Minął rok, odkąd Nate, Summer, Trevor i Gołąb uratowali miasteczko Colson przed Belindą White. Zła czarodziejka zmieniła się w ich rówieśniczkę, a zaraz...
Niezwykła przygoda Cole'a, uwięzionego w świecie, w którym magia jest potężna, a sny prawdziwe, dobiega końca w piątym tomie fantastycznego i pełnego...
Przeczytane:2021-06-01, Ocena: 5, Przeczytałem,
Trwa wojna ze smokami. Garstka bohaterów stara się doprowadzić do jej końca. Na głowie mają jednak także inne problemy takie jak odnalezienie brata czy odzyskanie wspomnień. Czy osobiste cele nie przeszkodzą im w wykonaniu tej najważniejszej misji, czyli powstrzymaniu smoków? O tym przekonujemy się z czwartej części sagi fantasy autorstwa Brandona Mulla, pt. Smocza Straż. Mistrz Igrzysk Tytanów.

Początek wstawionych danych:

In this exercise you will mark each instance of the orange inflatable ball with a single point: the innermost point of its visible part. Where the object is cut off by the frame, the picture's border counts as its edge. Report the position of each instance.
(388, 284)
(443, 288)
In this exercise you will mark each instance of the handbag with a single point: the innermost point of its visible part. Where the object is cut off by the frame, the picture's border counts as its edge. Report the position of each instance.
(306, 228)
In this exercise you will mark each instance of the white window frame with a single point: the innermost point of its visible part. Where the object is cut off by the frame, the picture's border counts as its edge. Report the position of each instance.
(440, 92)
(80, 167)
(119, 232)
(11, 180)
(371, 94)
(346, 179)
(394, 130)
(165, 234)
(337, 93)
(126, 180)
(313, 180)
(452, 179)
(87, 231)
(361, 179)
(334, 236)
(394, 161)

Na premierę najnowszej odsłony Smoczej Straży przyszło nam czekać przez rok. To oczekiwanie było pełne niecierpliwości, gdyż autor pozostawił nas z wieloma niewiadomymi, na które jak najszybciej chcielibyśmy poznać odpowiedź. I jak to bywa w przypadku tej serii fantasy, tylko część sekretów została odkryta, a resztę poznamy dopiero w wielkim finale.
Wracając jednak do Mistrza Igrzysk Tytanów, w książce podążamy za dwoma wątkami. W pierwszym z nich Seth Sorenson ze swoim wiernym kompanem Calvinem wyrusza do Doliny Tytanów, aby odnaleźć tam demonicznego krasnala Humbugla, sprawcę jego amnezji. W drugim, przyglądamy się jak grupa pod wodzą Kendry Sorenson wyrusza – cóż za zaskoczenie – do Doliny Tytanów, na spotkanie z tamtejszą Królową, w celu przekonania jej do pomocy walce ze smokami.
Szybko zdajemy sobie sprawę z tego, że historia zmierza do spotkania rodzeństwa, choć nie wiemy jak do tego dojdzie. Do tego punktu prowadzi jednak bardzo długa i kręta droga. Napotykamy na niej całą plejadę olbrzymów, smoków, gladiatorów walczących o swoje przetrwanie i pragnących wolności. Czekają nas kolejne widowiskowe starcia, magiczne artefakty, a przede wszystkim masę zwrotów akcji i zagadek, które Sorensonowie i spółka będą musieli rozwiązać.
Mull maluje kolejną fantastyczną krainę, zwracając nam uwagę na wszystkie jej szczegóły. Nie sposób nie zakochać się w tych krajobrazach, miastach budynkach, a przede wszystkim postaciach takich jak Królowa Olbrzymów, Dectus, Wróż, czy nypsik Serena. Jesteśmy już niemal na samym końcu historii, a cały czas odkrywamy nowe fascynujące informacje dotyczące świata wykreowanego w Smoczej Straży. Autorowi udaje się cały czas zaciekawić czytelnika i zupełnie nie przeszkadza w tym fakt, że z każdym kolejnym tomem opowieść staje się coraz bardziej rozbudowana. Przez ponad 500 stron książki przechodzimy błyskawicznie i jeszcze jest nam mało.